この皮膚感覚というのは、多分(推測でしかありませんが)自分は関係ないと思っていた”戦争”が、始まる前の不安感に似ているんじゃないかと・・・。要するに自分の小さな力ではどうしようもない世論の”雰囲気”が醸しだした挙句の国民の選択。良いとか悪いとかではなく、そうなってしまったという結果にどちらの人間も100%の安堵感は得られない、しかし覚悟だけは決めないといけないという状況ではないかと思います。

脱出可能な人たちはきっと国籍をGBの他のエリアに変えてでもEU残留のメリットを活かせる国に居残るでしょうが、キャメロンの壮大な賭けは、結局、勝って自分の地位を盤石にするどころか彼自身を自らの椅子から蹴りだす結果として決着してしまいました。
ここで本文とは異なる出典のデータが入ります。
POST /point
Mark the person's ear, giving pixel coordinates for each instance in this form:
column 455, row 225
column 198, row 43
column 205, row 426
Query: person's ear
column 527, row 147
他のEU首脳達は連鎖的崩落を断ち切るために早速イギリスの”速やかな”切り離しを勧告していますし、イギリス独立派は今後オノレの投票結果の責任をしっかりと受け止める長い長い年月を過ごすことになることでしょう。

2 件のコメント:

匿名 さんのコメント...

ブレグ…あ、BritainとExitの合体ですか!
もうそんな造語があるんですね~

私は離脱派が勝利するとは思っていませんでした。
(なんだかんだいって変化するのって勇気いるし。)
国民の半分位は不満なわけで大変そうですね…

先日、smallGさんがコメ欄に「戦争とか起こらないと良いのですが」
と書いていらっしゃってますます不安になってきました~(汗)
そうでなくても中国が不穏な動きしてるのに…




small G さんのコメント...

中国の”一寸先の読めない”混沌さに比べればまだBrexitは可能性は無いとはいえなかった選択肢なのですが、それでも充分巨大な津波ですよね。
経済界の反応の大きさはやはり凄かったですし。
円も(私にとってはいい感じで)100円前後にやがては落ち着きそうですし、とりあえずは外野から様子見です。
ヨーロッパはEUの存在下に戦争が起こらない日々を送ってきているだけに、イギリスの離脱が後の歴史にどう評価されるのか見ものです。
キャメロンの一撃とポピュリストの意を理解せぬ衆愚の選択とか言うサブタイトルが付きそうな気がするんですが・・・。